Three of Hollywood's biggest industry guilds have submitted an amicus brief in support of the Kirby estate in the case of Lisa Kirby V. Marvel Characters. The brief urges the Supreme Court to hear the case, as the guilds believe the outcome will have major implications for the film industry.

Similar to the brief filed by intellectual property lawyer Bruce Lehman, the new brief contends that the "instance and expense" test used to assess whether a work was created as work-for-hire was wrongly applied in the case of Jack Kirby's work for Marvel in the late 1950s and early 1960s.

Kirby worked for Marvel as a freelancer, but a court recently ruled that copyright of the work resides permanently with Marvel because Marvel commissioned and paid for the work. The work was produced at Marvel's instance and expense.

Both the Lehman brief and the guilds' brief contends that such a test is only meant to apply to work performed within a traditional employment relationship, not to work created in a commission-based relationship. As such, the Kirby estate ought to be able to reclaim copyright over Jack Kirby's creations -- including the Avengers, the X-Men, and the Fantastic Four.

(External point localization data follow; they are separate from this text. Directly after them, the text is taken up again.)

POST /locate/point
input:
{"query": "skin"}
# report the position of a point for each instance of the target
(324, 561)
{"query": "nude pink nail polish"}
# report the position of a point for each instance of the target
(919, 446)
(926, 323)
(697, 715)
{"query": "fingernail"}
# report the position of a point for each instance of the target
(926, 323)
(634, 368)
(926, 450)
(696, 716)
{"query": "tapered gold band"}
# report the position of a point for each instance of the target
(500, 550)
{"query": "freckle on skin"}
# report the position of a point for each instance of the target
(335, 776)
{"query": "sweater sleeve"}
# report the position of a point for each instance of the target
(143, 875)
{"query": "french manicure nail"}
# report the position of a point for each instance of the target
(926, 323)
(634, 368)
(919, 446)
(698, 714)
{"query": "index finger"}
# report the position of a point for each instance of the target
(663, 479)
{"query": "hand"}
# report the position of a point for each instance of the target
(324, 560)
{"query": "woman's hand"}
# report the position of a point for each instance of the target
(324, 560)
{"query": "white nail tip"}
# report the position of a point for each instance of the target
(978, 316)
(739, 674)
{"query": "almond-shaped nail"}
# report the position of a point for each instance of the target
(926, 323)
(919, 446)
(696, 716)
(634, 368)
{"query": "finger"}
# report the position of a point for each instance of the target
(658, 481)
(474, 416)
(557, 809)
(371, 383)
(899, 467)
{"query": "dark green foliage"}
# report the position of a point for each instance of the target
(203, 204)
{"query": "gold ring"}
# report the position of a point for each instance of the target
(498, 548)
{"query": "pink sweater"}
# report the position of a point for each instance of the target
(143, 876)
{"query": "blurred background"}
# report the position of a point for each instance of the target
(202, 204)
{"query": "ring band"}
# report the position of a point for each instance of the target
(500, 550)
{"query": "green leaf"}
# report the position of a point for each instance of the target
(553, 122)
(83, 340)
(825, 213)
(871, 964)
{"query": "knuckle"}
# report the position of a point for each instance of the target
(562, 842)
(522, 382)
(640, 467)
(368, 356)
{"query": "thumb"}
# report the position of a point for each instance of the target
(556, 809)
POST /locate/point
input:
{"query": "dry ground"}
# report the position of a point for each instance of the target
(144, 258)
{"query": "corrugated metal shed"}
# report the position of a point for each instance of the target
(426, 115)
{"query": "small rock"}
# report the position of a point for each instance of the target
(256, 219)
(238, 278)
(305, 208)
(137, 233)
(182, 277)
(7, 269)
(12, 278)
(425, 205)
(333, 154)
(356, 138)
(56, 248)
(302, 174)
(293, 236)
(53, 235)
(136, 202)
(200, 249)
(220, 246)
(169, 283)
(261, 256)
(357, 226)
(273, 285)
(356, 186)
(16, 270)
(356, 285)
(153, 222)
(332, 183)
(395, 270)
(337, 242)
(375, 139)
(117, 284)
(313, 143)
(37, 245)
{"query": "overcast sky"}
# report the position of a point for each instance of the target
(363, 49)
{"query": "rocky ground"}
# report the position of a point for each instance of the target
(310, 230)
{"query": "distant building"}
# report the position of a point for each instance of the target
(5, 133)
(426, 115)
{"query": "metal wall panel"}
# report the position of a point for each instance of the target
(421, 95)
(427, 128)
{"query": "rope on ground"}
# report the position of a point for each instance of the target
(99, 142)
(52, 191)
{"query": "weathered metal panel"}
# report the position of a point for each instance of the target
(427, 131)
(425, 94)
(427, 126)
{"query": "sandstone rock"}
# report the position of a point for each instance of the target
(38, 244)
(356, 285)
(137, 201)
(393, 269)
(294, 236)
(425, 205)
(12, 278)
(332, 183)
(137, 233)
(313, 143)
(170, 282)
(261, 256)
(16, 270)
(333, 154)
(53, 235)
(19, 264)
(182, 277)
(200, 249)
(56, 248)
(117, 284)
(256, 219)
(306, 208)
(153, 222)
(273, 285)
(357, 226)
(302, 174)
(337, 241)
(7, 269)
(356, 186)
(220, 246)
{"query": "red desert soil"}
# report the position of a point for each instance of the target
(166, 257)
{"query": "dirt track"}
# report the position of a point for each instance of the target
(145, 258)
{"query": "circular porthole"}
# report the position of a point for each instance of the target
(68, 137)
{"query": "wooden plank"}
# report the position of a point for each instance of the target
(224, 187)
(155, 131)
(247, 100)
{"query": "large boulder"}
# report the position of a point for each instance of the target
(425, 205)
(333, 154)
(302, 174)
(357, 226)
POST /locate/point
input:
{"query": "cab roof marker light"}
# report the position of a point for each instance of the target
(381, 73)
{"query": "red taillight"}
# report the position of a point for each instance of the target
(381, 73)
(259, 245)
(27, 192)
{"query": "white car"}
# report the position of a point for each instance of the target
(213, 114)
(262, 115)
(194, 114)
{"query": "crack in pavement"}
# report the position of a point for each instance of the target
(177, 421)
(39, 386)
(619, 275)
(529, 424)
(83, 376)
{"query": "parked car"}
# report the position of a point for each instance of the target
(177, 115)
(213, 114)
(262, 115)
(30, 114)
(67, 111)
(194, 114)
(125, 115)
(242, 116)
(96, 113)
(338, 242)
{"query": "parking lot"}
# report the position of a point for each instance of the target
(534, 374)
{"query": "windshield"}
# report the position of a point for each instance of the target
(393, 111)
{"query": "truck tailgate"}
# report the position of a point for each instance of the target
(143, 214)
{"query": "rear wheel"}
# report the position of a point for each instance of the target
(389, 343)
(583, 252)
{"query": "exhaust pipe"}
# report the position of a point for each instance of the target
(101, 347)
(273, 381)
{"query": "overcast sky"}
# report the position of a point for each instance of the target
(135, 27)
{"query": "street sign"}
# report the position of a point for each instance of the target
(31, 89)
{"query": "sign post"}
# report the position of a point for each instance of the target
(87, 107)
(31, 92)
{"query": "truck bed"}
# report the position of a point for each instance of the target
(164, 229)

The three signatories to the brief are SAG-AFTRA (Screen Actor's Guild of America-American Federation of Television and Radio Artists), the DGA (Director's Guild of America), and the WGA West (Writer's Guild of America West). The guilds represent the interests of creative artists in film, television, and new media, and in this instance they contend that the rights of their members are infringed by the "impossible hurdle" of applying the intent and means test to commissioned work.

The Copyright Act of 1976 extended the terms of copyright, but included a provision that allowed authors to reclaim the rights to their work during the extended term. It's Kirby's right to exercise that claim that is at issue in this specific case, but if the Kirby estate is successful in its petition, the implications for creative artists across all commission-based industries could be enormous.